This encoding emphasizes simplicity and flexibility, leaving most 
optimization to the compressor.  It does not support palettes or 
run-length encoding; a good compression algorithm with a reasonably 
large dictionary renders these complications unnecessary.  However, it 
does use the CPIXEL (compressed pixel) type, because in the common 
32-bit true-color pixel format, 8 bits for each pixel are never used.

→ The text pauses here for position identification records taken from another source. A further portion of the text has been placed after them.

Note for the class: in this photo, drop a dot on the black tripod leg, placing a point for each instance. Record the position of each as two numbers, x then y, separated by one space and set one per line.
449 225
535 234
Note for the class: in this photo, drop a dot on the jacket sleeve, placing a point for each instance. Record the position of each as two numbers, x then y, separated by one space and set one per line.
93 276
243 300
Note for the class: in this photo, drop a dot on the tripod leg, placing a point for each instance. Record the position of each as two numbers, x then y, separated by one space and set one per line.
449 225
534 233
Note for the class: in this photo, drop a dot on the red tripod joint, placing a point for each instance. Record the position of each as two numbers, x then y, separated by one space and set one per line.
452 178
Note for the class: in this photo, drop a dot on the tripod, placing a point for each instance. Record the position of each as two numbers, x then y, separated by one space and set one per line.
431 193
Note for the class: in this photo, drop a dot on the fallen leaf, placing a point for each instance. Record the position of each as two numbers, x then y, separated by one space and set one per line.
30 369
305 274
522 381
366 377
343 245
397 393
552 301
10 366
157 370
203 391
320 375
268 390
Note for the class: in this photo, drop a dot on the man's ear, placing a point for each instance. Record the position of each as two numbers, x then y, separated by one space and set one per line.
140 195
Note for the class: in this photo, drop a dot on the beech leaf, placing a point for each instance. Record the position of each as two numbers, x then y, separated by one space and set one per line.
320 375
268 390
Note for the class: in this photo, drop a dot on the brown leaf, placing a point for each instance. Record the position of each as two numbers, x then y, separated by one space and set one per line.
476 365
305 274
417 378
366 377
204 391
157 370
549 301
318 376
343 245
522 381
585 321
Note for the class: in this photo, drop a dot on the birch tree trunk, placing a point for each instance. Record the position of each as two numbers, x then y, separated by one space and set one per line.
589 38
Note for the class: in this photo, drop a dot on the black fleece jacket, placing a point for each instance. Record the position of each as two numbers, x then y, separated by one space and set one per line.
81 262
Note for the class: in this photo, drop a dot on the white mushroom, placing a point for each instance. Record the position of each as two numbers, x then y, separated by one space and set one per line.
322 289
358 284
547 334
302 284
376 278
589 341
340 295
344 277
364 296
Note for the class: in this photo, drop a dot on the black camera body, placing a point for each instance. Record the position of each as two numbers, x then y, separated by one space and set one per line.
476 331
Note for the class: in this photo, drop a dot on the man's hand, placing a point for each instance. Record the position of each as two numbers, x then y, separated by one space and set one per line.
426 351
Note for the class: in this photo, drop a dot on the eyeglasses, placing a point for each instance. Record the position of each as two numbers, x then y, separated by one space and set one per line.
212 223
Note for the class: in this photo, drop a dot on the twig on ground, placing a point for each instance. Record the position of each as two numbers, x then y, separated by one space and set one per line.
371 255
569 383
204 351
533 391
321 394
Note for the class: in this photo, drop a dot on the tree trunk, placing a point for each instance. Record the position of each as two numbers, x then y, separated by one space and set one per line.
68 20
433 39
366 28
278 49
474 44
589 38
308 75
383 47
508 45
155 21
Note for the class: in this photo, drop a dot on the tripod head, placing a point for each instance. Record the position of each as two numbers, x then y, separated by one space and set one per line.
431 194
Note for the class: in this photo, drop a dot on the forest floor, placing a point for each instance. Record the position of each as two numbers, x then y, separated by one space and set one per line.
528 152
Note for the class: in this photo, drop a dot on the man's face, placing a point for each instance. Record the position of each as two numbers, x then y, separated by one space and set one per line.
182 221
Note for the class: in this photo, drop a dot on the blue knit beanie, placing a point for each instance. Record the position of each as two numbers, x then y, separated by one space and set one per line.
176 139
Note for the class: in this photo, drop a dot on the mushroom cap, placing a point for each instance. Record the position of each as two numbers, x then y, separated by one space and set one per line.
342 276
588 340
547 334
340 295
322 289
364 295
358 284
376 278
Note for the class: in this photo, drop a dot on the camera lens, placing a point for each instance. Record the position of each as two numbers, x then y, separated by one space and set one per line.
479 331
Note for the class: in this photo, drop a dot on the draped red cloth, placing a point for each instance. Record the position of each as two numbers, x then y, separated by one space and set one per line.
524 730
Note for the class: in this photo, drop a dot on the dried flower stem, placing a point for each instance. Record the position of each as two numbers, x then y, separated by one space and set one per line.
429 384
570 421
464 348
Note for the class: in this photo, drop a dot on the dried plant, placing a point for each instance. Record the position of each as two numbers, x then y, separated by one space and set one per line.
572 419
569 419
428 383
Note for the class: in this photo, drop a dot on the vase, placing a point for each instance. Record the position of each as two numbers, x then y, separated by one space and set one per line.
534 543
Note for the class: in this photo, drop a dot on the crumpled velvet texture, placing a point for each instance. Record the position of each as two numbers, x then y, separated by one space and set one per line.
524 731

This encoding attempts to facilitate the division of a large rectangle 
into smaller sub-rectangles which contain patterns that the compressor 
can recognize and efficiently compress.  Because the optimal 
sub-rectangle size is subject to change, possibly even within a given 
rectangle, and is not necessarily known yet, the encoding allows a 
rectangle to be dviided into arbitrarily many sub-rectangles of varying 
sizes.  Current servers may simply use tiles of fixed size, as in the 
Hextile and ZRLE encodings, but requiring this would be short-sighted. 
For example, a sophsticated server may be able to optimize the encoding 
of rendered text when each glyph has a distinct bounding box (e.g. most 
common character sets when italics are not used).  If each cell 
corresponds to a glyph, the compressor may be able to compress  the 
rendered text more efficiently than otherwise, especially when 
characters or even sequences of characters recur frequently.  In the 
simpler case of fixed-size tiles, the compressor should be able to 
minimize the overhead of repeating the tile width and height.

Thoughts?

Matt